At the time of a new LCD and/or GCD computation, the register output values should be '0' by asserting the reset signal.

You will use separate VHDL modules for the register bank (dff.vhd), the ALU (alu.vhd), and the overall PA1 module (pa1.vhd). You are given top-level modules, and you are expected to write the architecture for each module. You will be graded on the design of these modules and their functionality.

# **DESIGN VERIFICATION**

You are expected to test your design using a series of testbenches. We have provided a fully functional testbench1.vhd that only computes the LCM if 7 and 5. It follows this structure:

- Reset by asserting reset="1" and wait for a clock period
- Clear the reset signal. sel\_lcm is set to 0 to load the value of X (7) and Y (5) into registers A and B. Wait for a clock period
- Execute a while loop until A /= B. After each iteration wait for a clock period
  - When A < B, set sel\_lcm to "01", else when A > B, sel\_lcm to "10", else sel\_lcm to "11"
    Increment the "cycles lcm" on each iteration of loop
- When A == B, lcm signal is set to A. Wait for a clock period. Now the LCM output can be readout.

Your pal.vhd must be completed before testing it with testbench1.vhd. Further, you are expected to design three testbenches for this assignment.

## Testbench2.vhd: Computing GCD only for numbers 7 and 5

- Reset by asserting reset="1" and wait for a clock period
- Clear the reset signal. sel\_gcd is set to 0 to load the value of X (7) and Y (5) into registers C and D. Wait for a clock period
- Execute a while loop until C /= D. After each iteration wait for a clock period
  - $\circ$  When C < D, set sel\_gcd to "01", else when C > D, sel\_gcd to "10", else sel\_gcd to "11"
  - Increment the "cycles\_gcd" on each iteration of loop
- When C == D, gcd signal is set to C. Wait for a clock period.

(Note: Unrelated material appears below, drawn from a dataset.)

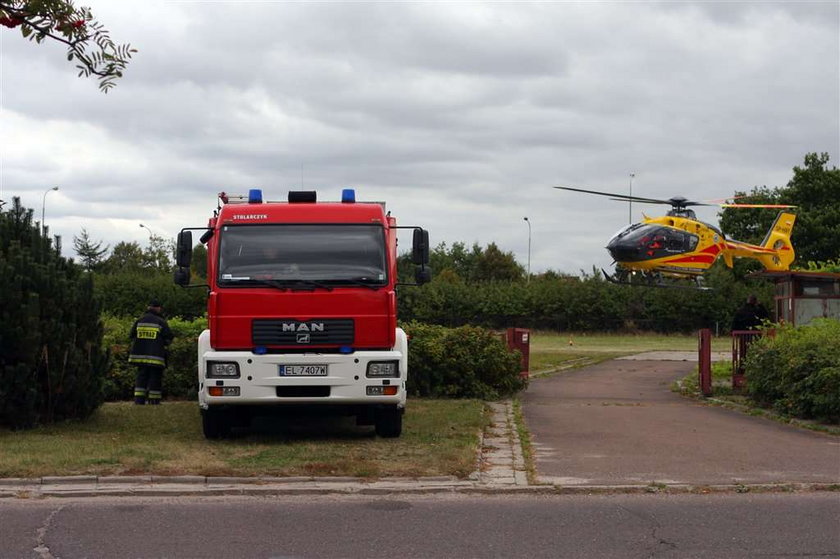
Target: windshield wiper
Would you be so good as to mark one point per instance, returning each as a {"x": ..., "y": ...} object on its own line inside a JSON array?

Now the GCD output can be readout.

### Testbench3.vhd: Computing LCM & GCD in parallel for numbers 7 and 5

- Reset by asserting reset="1" and wait for a clock period
- Clear the reset signal. sel\_lcm and sel\_gcd are set to 0 to load the value of X (7) and Y (5) into registers A, B, C and D. Wait for a clock period
- Perform both the LCM and GCD operation in parallel and keep the loop running until both the lcm and gcd has been computed. Note that LCM or GCD may complete at different cycles, so the select signals must hold the computed values. The cycles counters must also only account for the cycles when a LCM or GCD is being computed.
- After the computation is done, set the lcm and gcd signal to the computed LCM and GCD values in DFF A and C respectively. Wait for a clock period

### Testbench4.vhd:

- Reset the system and wait for a cycle
- Clear reset signal, set the input  $X \leftarrow 7$  and  $Y \leftarrow 5$  and sel\_lcm="00". Wait for a cycle
- Perform only the LCM computation while waiting a cycle for each iteration.
- When LCM is done, set lcm signal and assert reset for one cycle
- Clear reset signal, set the input  $X \leftarrow 7$  and  $Y \leftarrow 5$  and sel\_gcd="00". Wait for a cycle
- Perform only the GCD computation while waiting a cycle for each iteration.
- When GCD is done, set gcd signal and assert reset for one cycle
- Repeat the previous steps for new inputs  $X \leftarrow 54$  and  $Y \leftarrow 24$
- Now compute parallel LCM and GCD for inputs X ← 7 and Y ← 5 using the template from testbench3

#### **DELIVERABLES**

Please submit the following report saved as a single PDF:

- Your code for each module and your testbenches. You can copy and paste the code into a Word document; make sure to clearly label each code block. alu.vhd, dff.vhd, pa1.vhd, testbench2.vhd, testbench3.vhd, and testbench4.vhd
- 2. Submit screenshots of the following: Your output waveform of testbench1.vhd, testbench2.vhd and testbench3.vhd from 0ns to 300ns whereas for testbench4.vhd, output waveform should be from 0ns to 600ns. The clk, reset, X, Y, A, B, C, D, sel\_lcm, sel\_gcd, cycles\_lcm, cycles\_gcd, lcm and gcd should all be clearly visible. The data format should also be unsigned decimal radix for all of these signals. Format all the waveforms as described.